Later that afternoon, we visited the Basilica of St. Claire, which is right above San Damiano within the walls of the ancient city. As legend has it, San Francesco heard Jesus speak to him while he was praying to a cross that hung at San Damiano. Jesus said, "Go and repair my house, which as you can see is falling into ruins." At first, San Francesco interpreted this message literally, which led to his reconstruction of San Damiano, but eventually he came to understand its broader significance. The reason this story is pertinent here is that the Basilica of St. Claire holds the very icon to which San Francesco was praying at the time he had his vision. Seeing this icon was inspiring to us for a number of reasons, not the least of which is the fact that it has survived so perfectly intact for 800 years. But also, we received our own personal messages from it as we sat in the church. I will share much more about this at a later time.
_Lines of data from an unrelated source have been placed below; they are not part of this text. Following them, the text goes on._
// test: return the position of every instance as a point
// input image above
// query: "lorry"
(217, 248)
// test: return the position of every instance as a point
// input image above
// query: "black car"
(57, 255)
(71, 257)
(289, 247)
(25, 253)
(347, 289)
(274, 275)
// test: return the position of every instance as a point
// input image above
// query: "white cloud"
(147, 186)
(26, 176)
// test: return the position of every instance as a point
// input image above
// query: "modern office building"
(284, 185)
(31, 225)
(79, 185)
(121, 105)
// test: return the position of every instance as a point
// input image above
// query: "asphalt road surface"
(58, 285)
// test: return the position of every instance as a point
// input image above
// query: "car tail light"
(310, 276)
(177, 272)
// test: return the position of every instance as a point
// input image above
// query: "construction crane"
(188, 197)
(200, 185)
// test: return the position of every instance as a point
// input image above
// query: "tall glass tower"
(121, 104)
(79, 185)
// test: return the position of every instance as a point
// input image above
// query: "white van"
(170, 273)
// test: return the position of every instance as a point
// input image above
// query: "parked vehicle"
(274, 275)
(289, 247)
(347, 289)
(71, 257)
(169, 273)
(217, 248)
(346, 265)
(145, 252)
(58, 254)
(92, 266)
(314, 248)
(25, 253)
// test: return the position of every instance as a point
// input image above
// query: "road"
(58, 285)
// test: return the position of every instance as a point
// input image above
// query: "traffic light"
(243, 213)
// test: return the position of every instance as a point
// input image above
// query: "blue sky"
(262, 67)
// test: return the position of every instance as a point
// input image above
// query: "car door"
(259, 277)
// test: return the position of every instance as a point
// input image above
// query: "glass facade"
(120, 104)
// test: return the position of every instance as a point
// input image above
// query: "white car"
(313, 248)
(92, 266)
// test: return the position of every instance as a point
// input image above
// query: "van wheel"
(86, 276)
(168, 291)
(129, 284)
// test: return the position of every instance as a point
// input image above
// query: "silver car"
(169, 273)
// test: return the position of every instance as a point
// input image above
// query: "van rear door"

The last stop of our pilgrimage was the church of Santa Maria degli Angeli, which is where San Francesco resided during the final years of his life and is also the site of his death. As you can see from the photograph, there is a small simple structure within the expansive sanctuary. This structure, known as the Porziuncola, is another tiny church that San Francesco rebuilt and that also served as his primary place of worship for many years. As with most of the churches in Assisi, this one closes for lunch, and because we had a train to catch back to Orvieto, we had only a limited amount of time here. But Jhan and I agreed that this sacred site alone merits another visit to Assisi. We do not yet know when that will happen, but it could be soon. The Feast of Saint Francis is Oct 4, and this year Pope Francis will be in Assisi to celebrate San Francesco's birthday. We know that the city will be receiving millions of pilgrims from around the world on that date, and we do not plan on being among them. But perhaps just before that date, we will return to Assisi for another spiritual retreat there.